Ce secteur connaît un taux record de survie 5 ans après l’installation supérieur à 90%. Ce taux s’explique par une filière très structurée et un accompagnement très développé. Tout d’abord, un niveau de formation est requis, le bac, mais 1 jeune sur 2 s’installe avec un BTS. Pour bénéficier de la Dotation Jeune Agriculteur (8000 à 25000 €), le jeune agriculteur doit respecter un parcours très structuré : formation, stages (6 mois et 40 jours), puis après son installation, il bénéficie de chèques-conseil pendant 5 ans (conseils prodigués par la chambre d’agriculture). Malgré tout, 1 jeune sur 2 s’installe sans les aides publiques. Au-delà, tout agriculteur est suivi et conseillé par les coopératives agricoles, les caves viticoles ou encore les entreprises de produits phytosanitaires.

Un phénomène récent est à noter en ce qui concerne les installations agricoles : les installations des « hors cadres familiaux » (HCF). Il y a encore 10 ans, 95% des installations étaient des reprises de l’exploitation familiale par les fils et filles d’agriculteurs. Aujourd’hui, de moins en moins de reprises ont lieu dans le cadre familial, et en Aquitaine, environ le quart des jeunes qui s’installent sont des HCF (50% en Gironde !). La profession a mis en place des mesures d’accompagnement, dont notamment le parrainage (financé par l’Etat et le Conseil Régional) : pendant un an, jeune HCF et futur retraité travaillent ensemble sur l’exploitation afin de préparer la reprise.

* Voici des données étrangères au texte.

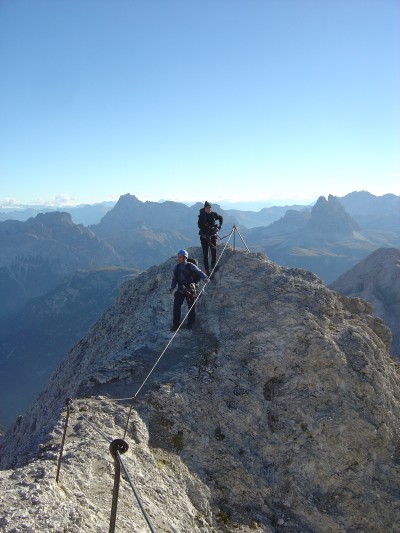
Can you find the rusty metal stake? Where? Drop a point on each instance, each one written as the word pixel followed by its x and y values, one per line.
pixel 121 446
pixel 68 402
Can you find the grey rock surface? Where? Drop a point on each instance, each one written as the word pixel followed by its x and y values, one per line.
pixel 376 279
pixel 279 411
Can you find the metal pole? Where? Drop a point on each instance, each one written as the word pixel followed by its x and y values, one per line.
pixel 67 403
pixel 121 446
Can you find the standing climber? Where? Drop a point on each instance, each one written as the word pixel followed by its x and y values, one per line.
pixel 184 276
pixel 209 224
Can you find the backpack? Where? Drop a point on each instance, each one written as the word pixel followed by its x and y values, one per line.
pixel 196 278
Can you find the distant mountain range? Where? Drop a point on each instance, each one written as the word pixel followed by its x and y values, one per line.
pixel 38 254
pixel 326 239
pixel 81 214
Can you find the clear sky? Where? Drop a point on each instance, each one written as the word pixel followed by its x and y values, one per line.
pixel 262 100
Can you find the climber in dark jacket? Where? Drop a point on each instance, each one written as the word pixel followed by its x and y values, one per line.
pixel 209 224
pixel 183 277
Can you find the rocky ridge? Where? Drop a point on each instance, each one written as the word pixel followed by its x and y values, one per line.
pixel 278 412
pixel 377 280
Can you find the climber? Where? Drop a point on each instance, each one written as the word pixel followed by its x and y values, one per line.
pixel 184 276
pixel 209 224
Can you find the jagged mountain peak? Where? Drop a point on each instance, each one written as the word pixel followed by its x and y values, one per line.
pixel 329 217
pixel 377 280
pixel 278 410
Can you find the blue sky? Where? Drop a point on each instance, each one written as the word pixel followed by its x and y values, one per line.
pixel 263 101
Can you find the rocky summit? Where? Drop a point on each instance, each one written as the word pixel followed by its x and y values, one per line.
pixel 279 411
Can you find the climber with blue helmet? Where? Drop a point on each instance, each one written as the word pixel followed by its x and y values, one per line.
pixel 185 276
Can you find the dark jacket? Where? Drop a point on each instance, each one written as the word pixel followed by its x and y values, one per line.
pixel 183 274
pixel 209 223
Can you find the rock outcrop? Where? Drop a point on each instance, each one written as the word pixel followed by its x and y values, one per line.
pixel 377 280
pixel 278 412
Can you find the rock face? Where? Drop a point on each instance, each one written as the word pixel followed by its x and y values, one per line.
pixel 377 280
pixel 279 411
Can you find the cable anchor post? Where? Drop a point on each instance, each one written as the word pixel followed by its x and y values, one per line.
pixel 117 446
pixel 68 403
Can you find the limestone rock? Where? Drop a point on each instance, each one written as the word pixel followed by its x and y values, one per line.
pixel 279 411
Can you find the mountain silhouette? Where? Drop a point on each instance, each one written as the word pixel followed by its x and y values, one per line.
pixel 39 253
pixel 377 280
pixel 279 411
pixel 325 240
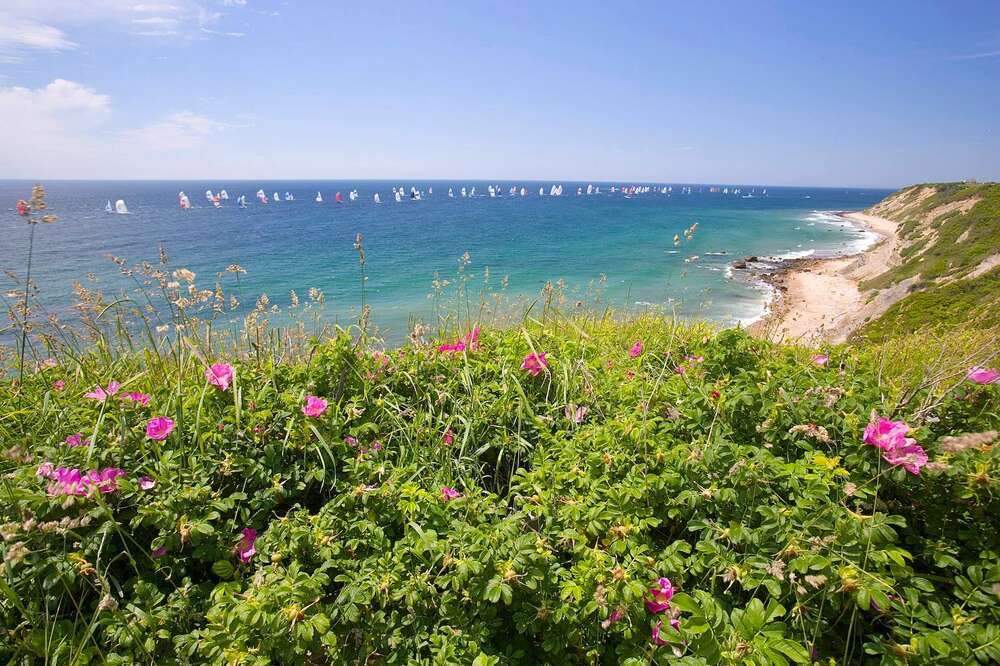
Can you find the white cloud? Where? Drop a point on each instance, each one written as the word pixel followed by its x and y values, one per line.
pixel 65 130
pixel 20 32
pixel 179 131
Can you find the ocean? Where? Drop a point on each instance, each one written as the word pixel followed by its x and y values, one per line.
pixel 622 246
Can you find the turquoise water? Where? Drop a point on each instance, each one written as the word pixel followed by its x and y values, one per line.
pixel 301 244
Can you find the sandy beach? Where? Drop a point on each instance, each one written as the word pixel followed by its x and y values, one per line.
pixel 819 299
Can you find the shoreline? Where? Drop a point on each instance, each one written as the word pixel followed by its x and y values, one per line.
pixel 818 299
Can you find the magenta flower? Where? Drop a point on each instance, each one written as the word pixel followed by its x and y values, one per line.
pixel 910 456
pixel 219 374
pixel 77 440
pixel 886 434
pixel 100 395
pixel 314 406
pixel 983 375
pixel 662 594
pixel 245 548
pixel 141 398
pixel 159 427
pixel 71 481
pixel 534 363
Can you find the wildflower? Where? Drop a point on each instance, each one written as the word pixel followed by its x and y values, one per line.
pixel 159 427
pixel 77 440
pixel 314 406
pixel 662 594
pixel 100 395
pixel 886 434
pixel 910 456
pixel 141 398
pixel 983 375
pixel 615 616
pixel 219 374
pixel 245 548
pixel 534 363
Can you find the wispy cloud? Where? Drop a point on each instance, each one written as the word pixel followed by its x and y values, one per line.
pixel 976 56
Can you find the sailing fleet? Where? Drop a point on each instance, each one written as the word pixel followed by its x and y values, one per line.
pixel 401 193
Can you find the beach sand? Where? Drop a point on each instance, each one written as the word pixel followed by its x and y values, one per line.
pixel 819 299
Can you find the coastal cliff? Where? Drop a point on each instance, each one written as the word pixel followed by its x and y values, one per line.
pixel 937 266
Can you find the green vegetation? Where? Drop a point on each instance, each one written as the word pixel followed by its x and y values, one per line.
pixel 943 242
pixel 963 304
pixel 174 493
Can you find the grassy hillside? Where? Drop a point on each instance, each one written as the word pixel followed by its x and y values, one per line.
pixel 482 506
pixel 950 251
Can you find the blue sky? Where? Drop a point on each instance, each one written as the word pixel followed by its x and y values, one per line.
pixel 853 94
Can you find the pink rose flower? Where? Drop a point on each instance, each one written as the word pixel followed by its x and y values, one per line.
pixel 159 428
pixel 219 374
pixel 661 595
pixel 534 363
pixel 314 406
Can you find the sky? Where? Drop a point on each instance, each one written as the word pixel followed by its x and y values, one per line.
pixel 879 94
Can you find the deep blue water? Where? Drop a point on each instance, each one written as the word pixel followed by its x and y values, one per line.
pixel 302 244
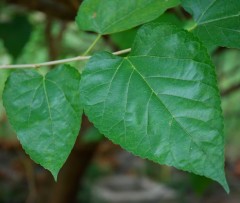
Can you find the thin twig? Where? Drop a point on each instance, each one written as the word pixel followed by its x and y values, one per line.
pixel 57 62
pixel 92 45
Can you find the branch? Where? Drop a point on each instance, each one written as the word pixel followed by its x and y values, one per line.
pixel 57 62
pixel 230 90
pixel 62 9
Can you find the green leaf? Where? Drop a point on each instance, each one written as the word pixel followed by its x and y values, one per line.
pixel 217 21
pixel 161 102
pixel 112 16
pixel 15 34
pixel 45 111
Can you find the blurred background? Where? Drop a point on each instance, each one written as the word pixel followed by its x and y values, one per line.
pixel 97 171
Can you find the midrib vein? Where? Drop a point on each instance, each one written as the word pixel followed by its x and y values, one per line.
pixel 49 108
pixel 153 92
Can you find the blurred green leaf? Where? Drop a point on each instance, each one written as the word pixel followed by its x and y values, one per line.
pixel 106 17
pixel 217 22
pixel 15 34
pixel 92 135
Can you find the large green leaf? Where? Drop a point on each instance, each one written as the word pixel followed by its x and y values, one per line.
pixel 161 102
pixel 217 21
pixel 112 16
pixel 45 111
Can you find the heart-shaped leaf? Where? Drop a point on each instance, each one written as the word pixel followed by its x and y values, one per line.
pixel 161 102
pixel 46 113
pixel 107 17
pixel 217 21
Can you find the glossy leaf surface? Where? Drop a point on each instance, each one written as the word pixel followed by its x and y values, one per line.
pixel 112 16
pixel 45 112
pixel 217 21
pixel 161 102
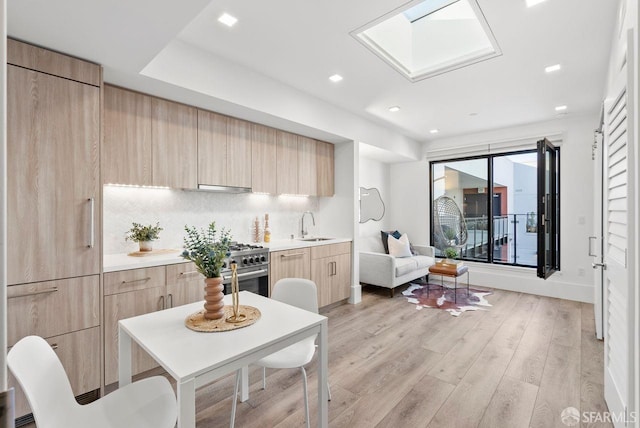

Les créateurs d’entreprises artisanales accompagnés techniquement et juridiquement, mais perdus dans un « mic-mac » d’aides publiques

Dans l’artisanat, le parrainage existe aussi, mais reste très à la marge (2 à 3 parrainages par an en Gironde). Alors qu’en Gironde, chaque année, on dénombre environ 400 transmissions d’entreprises.

Pour la création d’entreprises artisanales, un niveau minimum est requis : le CAP-BEP ou au minimum 3 ans d’expérience.

Plus de 50% des créateurs d’entreprises sont des demandeurs d’emploi. M. Devoisin n’explique pas forcément le phénomène par le fait que les demandeurs d’emploi disposent d’aides publiques et financières particulières. Par ailleurs, la panoplie de toutes les aides octroyées pour la création est très peu lisible et très compliquée, chaque strate publique apportant sa contribution, sans vraiment de logique globale.

La Chambre de Métiers et de l’Artisanat renégocie tous les ans avec la Région les programmes d’aides publiques afin que la CMA assure les diagnostics pour les reprises et l’accompagnement des créateurs.

Débat création reprise2La création d’entreprises est créatrice d’emplois

Dans l’agriculture, 1 chef d’entreprise représente en moyenne 6 emplois permanents. En Gironde, 15 000 salariés permanents dépendent de l’agriculture.

Dans l’artisanat, seulement 30% des entreprises créées emploient dès leur création des salariés. Néanmoins, grosso modo, 1 entreprise crée en 2002, encore active aujourd’hui, emploie 3 personnes (soit 2 salariés) aujourd’hui.

Perspectives

M. Devoisin et M. Pouget insiste sur l’importance de poursuivre le travail engagé de communication sur l’image des métiers de l’artisanat et de l’agriculture, afin de faire venir des jeunes dans ces professions.

D’autre part, M. Pouget nous a donné des pistes de réflexion concernant l’avenir de l’agriculture. On arrive aujourd’hui à la fin d’un modèle agricole né après la guerre dont l’objectif était l’autosuffisance alimentaire. Aujourd’hui, nous devons faire face à de nouveaux enjeux : environnementaux et alimentaires notamment. Par exemple, il s’agit aujourd’hui de réfléchir sur l’agriculture périurbaine : comment l’accompagner, la sauvegarder et faire partager cet enjeu aux collectivités locales. Car il existe un besoin aujourd’hui d’authenticité, une envie de produits sains et de circuits courts (cf. les AMAP).